Monday, January 29, 2007

SQUIB KICKS FOR YOUR SUPER MONDAY

Woke up too late to formulate a good semi-cogent rant, so here's some random offerings:

• As the basketball coach at Toronto's Humber College (defending Ontario champs), Darrell Glenn knows about managing pressure situations... but this is something else entirely: Glenn delivering his own son in the front seat of the family car last weekend when his wife Koren Bogle-Glenn went into labour. Mom and Rayner Winston (7 lbs., 1 ounce) are reported to be doing well.

• Quebec City says it has a budget plan in place to co-host the 2008 world hockey championship.

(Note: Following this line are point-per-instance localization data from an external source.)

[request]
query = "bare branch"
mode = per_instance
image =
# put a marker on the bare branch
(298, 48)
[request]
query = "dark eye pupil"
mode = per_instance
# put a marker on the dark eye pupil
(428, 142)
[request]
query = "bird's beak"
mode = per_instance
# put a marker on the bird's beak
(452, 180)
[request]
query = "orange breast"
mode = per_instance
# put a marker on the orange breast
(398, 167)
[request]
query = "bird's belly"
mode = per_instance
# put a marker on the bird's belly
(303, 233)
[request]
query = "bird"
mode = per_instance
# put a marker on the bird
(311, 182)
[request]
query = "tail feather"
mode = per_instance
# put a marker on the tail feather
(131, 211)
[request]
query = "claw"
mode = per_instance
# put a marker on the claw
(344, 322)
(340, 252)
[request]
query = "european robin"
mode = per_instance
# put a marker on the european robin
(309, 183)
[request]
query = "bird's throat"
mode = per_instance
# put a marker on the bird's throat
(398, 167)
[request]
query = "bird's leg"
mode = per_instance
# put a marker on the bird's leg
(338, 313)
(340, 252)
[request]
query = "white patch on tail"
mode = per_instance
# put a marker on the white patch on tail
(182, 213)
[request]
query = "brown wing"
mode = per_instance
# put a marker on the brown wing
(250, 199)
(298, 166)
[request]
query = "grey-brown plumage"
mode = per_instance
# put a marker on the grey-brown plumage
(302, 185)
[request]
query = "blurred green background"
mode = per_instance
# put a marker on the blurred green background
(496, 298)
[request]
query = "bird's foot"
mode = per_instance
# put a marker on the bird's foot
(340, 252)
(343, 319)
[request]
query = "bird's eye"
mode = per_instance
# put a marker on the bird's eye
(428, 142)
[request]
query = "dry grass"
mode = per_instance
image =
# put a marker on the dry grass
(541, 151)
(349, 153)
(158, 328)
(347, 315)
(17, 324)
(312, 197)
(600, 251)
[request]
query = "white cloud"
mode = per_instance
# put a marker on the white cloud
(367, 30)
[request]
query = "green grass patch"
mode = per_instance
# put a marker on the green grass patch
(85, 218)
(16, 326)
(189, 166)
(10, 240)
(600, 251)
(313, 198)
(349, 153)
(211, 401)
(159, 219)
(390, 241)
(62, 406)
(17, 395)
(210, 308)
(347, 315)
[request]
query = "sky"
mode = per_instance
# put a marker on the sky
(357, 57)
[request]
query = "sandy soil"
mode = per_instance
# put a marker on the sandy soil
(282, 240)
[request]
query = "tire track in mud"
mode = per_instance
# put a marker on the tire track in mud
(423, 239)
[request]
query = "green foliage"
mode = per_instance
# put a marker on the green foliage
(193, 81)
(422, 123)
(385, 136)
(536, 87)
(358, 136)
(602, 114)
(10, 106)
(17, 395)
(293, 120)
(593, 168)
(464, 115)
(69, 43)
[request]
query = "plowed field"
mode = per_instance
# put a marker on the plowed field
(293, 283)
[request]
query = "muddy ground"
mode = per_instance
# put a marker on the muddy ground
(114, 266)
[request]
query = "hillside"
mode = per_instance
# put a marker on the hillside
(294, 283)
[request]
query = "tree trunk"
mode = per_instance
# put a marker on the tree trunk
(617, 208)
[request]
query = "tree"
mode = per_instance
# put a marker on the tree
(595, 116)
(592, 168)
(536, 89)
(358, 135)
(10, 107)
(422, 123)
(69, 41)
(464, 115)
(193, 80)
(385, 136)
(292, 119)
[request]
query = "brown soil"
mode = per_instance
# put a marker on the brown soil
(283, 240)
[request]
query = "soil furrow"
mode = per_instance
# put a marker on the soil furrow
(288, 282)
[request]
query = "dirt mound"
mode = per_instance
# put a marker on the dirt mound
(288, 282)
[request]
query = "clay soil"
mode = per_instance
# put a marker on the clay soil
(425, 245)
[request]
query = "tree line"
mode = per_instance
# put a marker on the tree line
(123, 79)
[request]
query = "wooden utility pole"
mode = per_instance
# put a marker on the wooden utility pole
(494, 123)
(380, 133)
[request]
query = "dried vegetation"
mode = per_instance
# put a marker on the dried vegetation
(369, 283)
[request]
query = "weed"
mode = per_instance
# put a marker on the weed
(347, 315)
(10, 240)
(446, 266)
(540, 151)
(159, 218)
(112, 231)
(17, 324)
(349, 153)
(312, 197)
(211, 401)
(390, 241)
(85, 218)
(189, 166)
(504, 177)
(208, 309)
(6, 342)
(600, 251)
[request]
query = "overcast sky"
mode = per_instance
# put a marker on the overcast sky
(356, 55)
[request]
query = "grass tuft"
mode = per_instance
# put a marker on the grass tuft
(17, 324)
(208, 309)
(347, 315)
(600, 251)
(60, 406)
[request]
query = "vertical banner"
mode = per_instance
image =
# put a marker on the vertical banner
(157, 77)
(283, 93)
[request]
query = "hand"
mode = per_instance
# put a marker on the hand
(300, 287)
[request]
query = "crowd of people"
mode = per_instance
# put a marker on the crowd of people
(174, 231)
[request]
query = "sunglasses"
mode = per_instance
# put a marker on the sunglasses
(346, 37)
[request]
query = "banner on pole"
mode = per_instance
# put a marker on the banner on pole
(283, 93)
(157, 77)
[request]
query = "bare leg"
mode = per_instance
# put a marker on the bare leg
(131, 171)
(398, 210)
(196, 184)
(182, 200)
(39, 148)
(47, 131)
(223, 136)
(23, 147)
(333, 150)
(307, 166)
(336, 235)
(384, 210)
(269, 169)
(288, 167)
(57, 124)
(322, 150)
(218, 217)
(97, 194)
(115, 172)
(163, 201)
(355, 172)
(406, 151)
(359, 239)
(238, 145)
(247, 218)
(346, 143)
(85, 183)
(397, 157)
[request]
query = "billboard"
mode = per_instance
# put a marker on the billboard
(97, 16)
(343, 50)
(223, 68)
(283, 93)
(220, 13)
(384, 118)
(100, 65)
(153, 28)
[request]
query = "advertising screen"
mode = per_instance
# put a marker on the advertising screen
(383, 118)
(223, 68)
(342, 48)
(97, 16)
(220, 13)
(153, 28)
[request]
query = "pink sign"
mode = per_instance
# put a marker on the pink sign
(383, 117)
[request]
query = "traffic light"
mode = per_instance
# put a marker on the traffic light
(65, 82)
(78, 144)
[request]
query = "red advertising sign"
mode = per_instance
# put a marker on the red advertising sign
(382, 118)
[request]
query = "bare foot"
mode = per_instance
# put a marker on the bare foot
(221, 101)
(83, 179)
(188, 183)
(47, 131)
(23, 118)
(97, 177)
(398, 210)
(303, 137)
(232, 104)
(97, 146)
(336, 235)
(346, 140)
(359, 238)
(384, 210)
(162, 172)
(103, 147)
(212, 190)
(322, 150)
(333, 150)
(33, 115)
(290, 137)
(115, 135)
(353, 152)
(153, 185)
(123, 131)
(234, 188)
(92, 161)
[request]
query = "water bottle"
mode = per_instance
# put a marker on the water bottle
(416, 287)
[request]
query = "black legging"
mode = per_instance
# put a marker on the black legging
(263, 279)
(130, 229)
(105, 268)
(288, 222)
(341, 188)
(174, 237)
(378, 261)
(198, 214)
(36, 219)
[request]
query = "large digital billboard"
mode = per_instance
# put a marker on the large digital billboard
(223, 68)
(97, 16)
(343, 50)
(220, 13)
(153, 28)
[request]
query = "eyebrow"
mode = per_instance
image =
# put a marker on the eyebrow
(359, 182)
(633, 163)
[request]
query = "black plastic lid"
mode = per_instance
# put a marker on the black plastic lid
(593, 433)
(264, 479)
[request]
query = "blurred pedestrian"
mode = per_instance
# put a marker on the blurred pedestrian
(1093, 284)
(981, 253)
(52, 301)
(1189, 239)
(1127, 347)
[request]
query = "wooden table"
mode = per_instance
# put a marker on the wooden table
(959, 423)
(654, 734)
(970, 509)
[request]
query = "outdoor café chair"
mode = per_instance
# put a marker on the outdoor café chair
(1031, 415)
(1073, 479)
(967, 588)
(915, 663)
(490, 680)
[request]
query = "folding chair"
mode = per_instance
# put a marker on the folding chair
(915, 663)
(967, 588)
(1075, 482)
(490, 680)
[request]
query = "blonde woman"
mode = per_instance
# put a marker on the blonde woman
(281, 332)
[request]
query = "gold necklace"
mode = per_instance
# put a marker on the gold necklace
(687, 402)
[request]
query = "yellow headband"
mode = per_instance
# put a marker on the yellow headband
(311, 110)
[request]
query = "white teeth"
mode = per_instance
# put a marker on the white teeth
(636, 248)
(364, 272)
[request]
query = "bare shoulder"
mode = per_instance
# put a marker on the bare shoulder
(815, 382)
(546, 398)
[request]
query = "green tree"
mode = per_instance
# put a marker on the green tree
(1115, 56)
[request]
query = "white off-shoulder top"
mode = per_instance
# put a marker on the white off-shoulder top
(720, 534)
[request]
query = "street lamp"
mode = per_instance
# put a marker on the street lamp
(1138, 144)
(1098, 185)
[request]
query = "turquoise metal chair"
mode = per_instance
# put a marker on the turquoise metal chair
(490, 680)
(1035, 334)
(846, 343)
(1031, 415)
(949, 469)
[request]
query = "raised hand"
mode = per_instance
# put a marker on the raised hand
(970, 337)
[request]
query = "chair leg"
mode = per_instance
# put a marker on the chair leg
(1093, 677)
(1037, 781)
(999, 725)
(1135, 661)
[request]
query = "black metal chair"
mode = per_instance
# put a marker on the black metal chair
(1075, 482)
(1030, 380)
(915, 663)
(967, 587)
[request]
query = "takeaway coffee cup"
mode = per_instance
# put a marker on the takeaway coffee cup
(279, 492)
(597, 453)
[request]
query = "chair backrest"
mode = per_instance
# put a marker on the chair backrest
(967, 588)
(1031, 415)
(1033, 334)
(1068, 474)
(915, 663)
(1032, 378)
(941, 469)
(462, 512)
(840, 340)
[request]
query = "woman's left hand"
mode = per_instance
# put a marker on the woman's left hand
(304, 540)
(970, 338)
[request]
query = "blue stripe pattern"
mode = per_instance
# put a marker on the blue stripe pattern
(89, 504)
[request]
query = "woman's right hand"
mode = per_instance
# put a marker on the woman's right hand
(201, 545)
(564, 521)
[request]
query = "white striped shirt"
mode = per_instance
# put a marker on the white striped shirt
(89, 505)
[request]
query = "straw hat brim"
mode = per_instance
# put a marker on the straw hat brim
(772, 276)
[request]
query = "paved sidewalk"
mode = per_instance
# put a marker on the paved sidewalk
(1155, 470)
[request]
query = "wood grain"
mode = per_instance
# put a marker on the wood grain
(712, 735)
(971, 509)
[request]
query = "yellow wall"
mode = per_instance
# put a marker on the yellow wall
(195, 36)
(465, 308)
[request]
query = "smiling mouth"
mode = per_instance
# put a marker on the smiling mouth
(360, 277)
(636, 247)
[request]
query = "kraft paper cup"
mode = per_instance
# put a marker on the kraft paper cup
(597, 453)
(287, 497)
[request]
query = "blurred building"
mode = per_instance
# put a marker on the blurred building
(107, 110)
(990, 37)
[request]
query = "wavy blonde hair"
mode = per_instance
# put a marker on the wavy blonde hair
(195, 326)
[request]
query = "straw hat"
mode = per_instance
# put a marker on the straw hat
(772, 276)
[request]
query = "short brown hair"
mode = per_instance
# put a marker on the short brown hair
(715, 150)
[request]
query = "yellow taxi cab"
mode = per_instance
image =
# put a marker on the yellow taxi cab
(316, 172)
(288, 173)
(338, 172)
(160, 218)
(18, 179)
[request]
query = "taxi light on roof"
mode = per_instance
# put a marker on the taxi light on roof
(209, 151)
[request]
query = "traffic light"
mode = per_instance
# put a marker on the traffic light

• There's an irrational little voice that hopes the Boston Red Sox complete the trade for Todd Helton. It keeps repeating, "The more Boston can overpay for guys in the winddown portion of their career, the better!" Helton's not that old (34 on Aug. 20), but once you remove the Coors Field factor from his stats, it kind of paints a picture of someone whose career is in freefall.

Baseball-Reference.com, which is to stat geeks what Saks Fifth Avenue is to shopaholics, has a "stats neutralizer" that puts every player's numbers in a context of a 162-game season where every team scored 4.42 runs per game. When you put in Helton's '06 numbers, it works out to an .829 on-base plus slugging (OPS) -- a drop of more than 100 points from two seasons earlier. The Blue Jays first baseman, Lyle Overbay, had an .848 OPS in '06, and he's both four years younger than Helton and comes cheaper. Overbay's new deal calls for $6 million per, as opposed to Helton's $16.6 million salary, although the Colorado Rockies would cover some of that.

Could Helton correct that? Well, a lot of the "most similar through age 32" players to Helton are guys who went downhill fast, but most of those are 1930s sluggers such as Chuck Klein and Sunny Jim Bottomley, and their short career span may have just been a byproduct of their era. The third-most similar player to Helton is Frank Thomas, and Jays fans are hoping he continues his late-career renaissance.

• Pro Football Hall of Famer John Mackey, who's struggling with dementia, is a little upset that Indianapolis Colts wideout Marvin Harrison wears his old No. 88. (David Steele, Baltimore Sun.)

1 comment:

Anonymous said...

I think the Rockies botched this one, I agree with you and many others, Helton is in decline and they missed an opportunity to free up a lot of payroll - Helton represents 30% of the Rockies payroll.

He has veto over any trade so it won't be easy to dump him.

Looks like the owner Montfort was worried about fan backlash.